養老保険は終身保険など他の生命保険と同じく保険料控除の対象となります。養老保険の保険料を払っている期間は毎年対象となり、支払った保険料に応じて所得税・住民税が減額されます。生命保険料控除は年末調整か確定申告で対応することができますが、加入している保険会社から毎年送られてくる「控除証明書」が必要となりますので送付された場合はなくさないようにしましょう。

参考:『生命保険料控除とは?対象となる保険から申請方法、注意点まで

養老保険のデメリット

1. 死亡保険の中で最も保険料が割高

養老保険は生命保険の中でも貯蓄性が高いので、保険料が割高になります。定期保険や終身保険と比べて一番割高になる傾向にあるので、養老保険を検討する際は長期間払い続けられる保険料かどうか見極めることが大切です。保険料が負担になってしまった場合は途中解約して解約返戻金をもらうこともできますが、ほとんどの場合解約返戻金はそれまでに支払った保険料総額を大幅に下回ります。これは早期に解約するほど下回ってしまいますので、自身で設定した保険期間中払い続けられる保険料であるかどうかをよく検討しましょう。

2. インフレリスクがある

養老保険の満期を迎えた時点の物価が契約当時よりも高騰している場合、契約時に設定した満期保険金の価値が相対的に下がってしまうというインフレリスクがあります。インフレが進んだとしても契約時に設定した保険金額は途中で変えることができないため、このリスクを避けることはできません。そのようなリスクもあるということは認識しておきましょう。

3. 更新不可の商品が多い

養老保険は保険期間をあらかじめ設定して加入する商品ですが、保険期間が終了しても更新不可の商品が多いというデメリットもあります。定期保険の場合は更新可能な商品が多いため保険期間が終了しても告知なしで更新することができますが、養老保険の場合は更新不可の商品が多いため、再度同じような保険に入りたい場合は告知を行い新規加入することになります。その場合、現在の健康状態によっては加入できない、もしくは保険料が高くなることも考えられますので注意してください。

4. 見直しがしにくい

養老保険は満期まで継続して加入することで満期保険金を受け取れるので、途中解約しにくい(見直しがしにくい)というデメリットもあります。特に早期解約してしまうと解約返戻金はわずかになってしまうので、本当にその保険に加入する必要があるのかはよく検討してから加入するようにしましょう。もし死亡保障という目的よりも資産形成の目的で養老保険を検討している場合は、iDeCoやつみたてNISAなど他の手段から始めたほうが効率的な場合もあります。様々なパターンを検討して、自分に合っていると思う方法を見つけましょう。
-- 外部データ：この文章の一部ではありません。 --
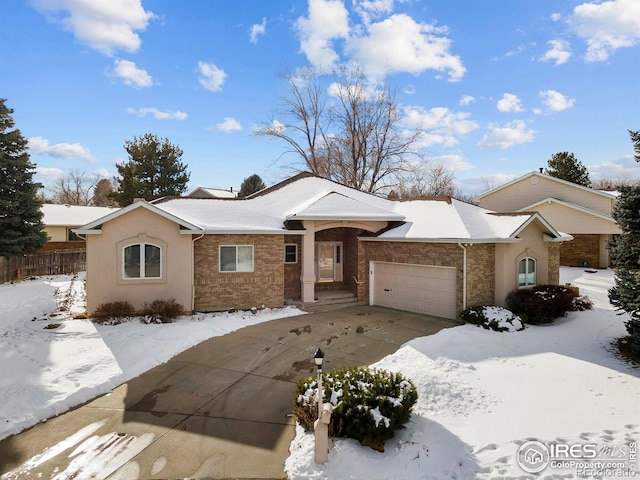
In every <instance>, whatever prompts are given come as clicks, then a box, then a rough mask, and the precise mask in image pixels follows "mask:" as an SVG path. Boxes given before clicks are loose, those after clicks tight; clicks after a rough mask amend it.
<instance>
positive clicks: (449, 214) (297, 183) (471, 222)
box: [78, 174, 571, 243]
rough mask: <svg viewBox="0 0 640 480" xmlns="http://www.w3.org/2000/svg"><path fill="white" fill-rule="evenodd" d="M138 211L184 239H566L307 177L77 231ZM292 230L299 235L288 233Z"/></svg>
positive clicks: (517, 220) (516, 222)
mask: <svg viewBox="0 0 640 480" xmlns="http://www.w3.org/2000/svg"><path fill="white" fill-rule="evenodd" d="M135 208H147V209H149V210H150V211H153V212H155V213H157V214H159V215H162V216H164V217H165V218H168V219H170V220H172V221H174V222H176V223H178V224H180V225H181V226H182V227H183V229H184V230H183V231H184V233H189V232H198V233H234V234H236V233H237V234H252V233H260V234H300V233H301V232H302V231H303V230H302V231H301V230H300V223H301V221H304V220H329V221H331V220H337V221H354V222H358V221H381V222H390V224H389V226H388V228H387V229H385V230H384V231H382V232H380V233H378V235H377V236H373V237H366V238H365V237H364V236H363V237H362V238H363V239H366V240H398V241H422V242H443V241H444V242H480V243H482V242H484V243H489V242H517V241H519V240H518V237H517V236H518V234H519V233H520V232H521V231H522V229H523V228H525V227H526V226H527V225H528V224H529V223H531V222H532V221H540V222H541V224H542V225H543V228H544V230H545V232H546V233H547V234H548V235H549V238H552V239H556V240H558V241H561V240H562V239H564V240H568V239H570V238H571V237H567V236H564V235H563V234H560V233H558V232H557V231H555V230H554V229H553V228H552V227H551V226H550V225H549V224H548V223H547V222H546V221H545V220H544V219H543V218H542V216H541V215H539V214H537V213H529V212H527V213H519V214H511V215H496V214H495V212H492V211H490V210H486V209H484V208H480V207H477V206H475V205H470V204H468V203H464V202H460V201H458V200H455V199H446V200H415V201H408V202H396V201H391V200H388V199H386V198H381V197H378V196H375V195H373V194H370V193H366V192H362V191H359V190H355V189H353V188H350V187H346V186H344V185H340V184H338V183H335V182H332V181H330V180H326V179H323V178H319V177H316V176H313V175H309V174H302V175H297V176H295V177H293V178H292V179H289V180H285V181H284V182H281V183H279V184H277V185H275V186H273V187H270V188H267V189H265V190H262V191H261V192H258V193H257V194H254V195H251V196H250V197H247V198H245V199H238V200H235V201H229V200H225V199H219V198H168V199H163V201H162V202H157V203H154V204H149V203H146V202H137V203H134V204H132V205H129V206H128V207H125V208H123V209H121V210H119V211H118V212H115V213H113V214H111V215H108V216H107V217H104V218H102V219H100V220H97V221H95V222H92V223H90V224H88V225H85V226H84V227H83V228H82V229H79V230H78V232H79V233H99V231H100V230H99V229H100V226H101V225H102V224H103V223H105V222H108V221H110V220H113V219H114V218H117V217H119V216H120V215H125V214H126V213H128V212H130V211H131V210H133V209H135ZM292 220H293V221H294V222H291V221H292ZM402 222H403V223H402ZM292 224H295V226H296V227H297V229H296V230H288V228H289V227H290V226H291V225H292Z"/></svg>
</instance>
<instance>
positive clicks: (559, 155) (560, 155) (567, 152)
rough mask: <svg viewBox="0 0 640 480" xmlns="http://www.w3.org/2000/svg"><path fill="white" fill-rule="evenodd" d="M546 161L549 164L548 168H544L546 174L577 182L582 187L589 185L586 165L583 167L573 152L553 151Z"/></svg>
mask: <svg viewBox="0 0 640 480" xmlns="http://www.w3.org/2000/svg"><path fill="white" fill-rule="evenodd" d="M547 163H548V166H549V168H547V169H546V173H547V175H551V176H552V177H556V178H560V179H561V180H566V181H568V182H573V183H577V184H578V185H582V186H584V187H590V186H591V179H590V178H589V172H588V171H587V167H585V166H584V165H583V164H582V162H580V160H578V159H577V158H576V157H575V156H574V155H573V153H569V152H559V153H555V154H554V155H553V156H552V157H551V160H549V161H548V162H547Z"/></svg>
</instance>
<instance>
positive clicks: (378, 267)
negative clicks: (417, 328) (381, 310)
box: [370, 262, 456, 318]
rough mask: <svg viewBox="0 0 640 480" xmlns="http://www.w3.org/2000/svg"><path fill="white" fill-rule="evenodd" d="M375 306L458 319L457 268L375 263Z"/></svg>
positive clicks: (374, 293)
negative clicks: (377, 305) (456, 280)
mask: <svg viewBox="0 0 640 480" xmlns="http://www.w3.org/2000/svg"><path fill="white" fill-rule="evenodd" d="M370 271H371V285H372V288H371V292H370V297H371V298H370V303H371V305H380V306H382V307H389V308H397V309H399V310H408V311H410V312H417V313H424V314H426V315H433V316H436V317H443V318H456V269H455V268H454V267H434V266H426V265H409V264H406V263H385V262H371V270H370Z"/></svg>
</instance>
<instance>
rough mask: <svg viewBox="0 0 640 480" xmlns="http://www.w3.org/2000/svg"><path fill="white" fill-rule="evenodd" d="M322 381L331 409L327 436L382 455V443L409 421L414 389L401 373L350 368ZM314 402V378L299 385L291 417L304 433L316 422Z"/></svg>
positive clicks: (417, 397)
mask: <svg viewBox="0 0 640 480" xmlns="http://www.w3.org/2000/svg"><path fill="white" fill-rule="evenodd" d="M322 378H323V403H327V402H330V403H331V404H332V405H333V407H334V410H333V413H332V415H331V422H330V423H329V435H330V436H334V437H348V438H354V439H356V440H358V441H360V443H361V444H363V445H367V446H370V447H372V448H375V449H376V450H380V451H384V441H385V440H387V439H389V438H391V437H392V436H393V434H394V432H395V431H396V430H398V429H400V428H403V427H404V425H405V424H406V423H407V422H408V421H409V418H410V417H411V408H412V407H413V405H414V404H415V402H416V401H417V399H418V393H417V391H416V387H415V385H414V384H413V383H412V382H411V381H410V380H407V379H405V378H404V377H403V376H402V374H400V373H393V372H388V371H386V370H377V369H370V368H366V367H349V368H343V369H340V370H333V371H331V372H329V373H326V374H324V375H323V377H322ZM317 398H318V382H317V378H315V377H310V378H307V379H304V380H301V381H300V382H298V385H297V388H296V393H295V397H294V410H293V413H294V415H296V417H297V419H298V422H299V423H300V425H301V426H302V427H304V428H305V429H307V430H313V423H314V422H315V420H316V419H317V418H318V415H317V413H318V405H317Z"/></svg>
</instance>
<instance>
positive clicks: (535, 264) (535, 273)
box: [518, 257, 536, 288]
mask: <svg viewBox="0 0 640 480" xmlns="http://www.w3.org/2000/svg"><path fill="white" fill-rule="evenodd" d="M535 284H536V259H535V258H531V257H525V258H523V259H522V260H520V262H518V287H520V288H524V287H532V286H534V285H535Z"/></svg>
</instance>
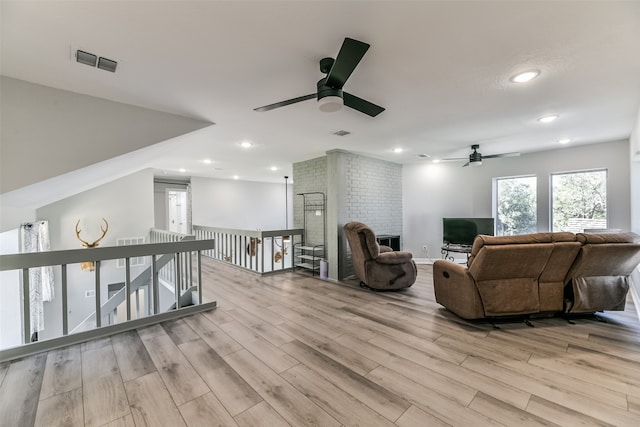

参考:『つみたてNISAのメリットとデメリット・注意点

   『iDeCoのメリットとデメリット・注意点

養老保険のメリット・デメリットを理解しよう

養老保険について解説しました。生存して満期を迎えた場合でも死亡保険金と同額の満期保険金が受け取れる養老保険は、貯蓄性が高い生命保険として人気です。うまく活用すれば資産形成に役立ちますが、デメリットやリスクもありますので注意しましょう。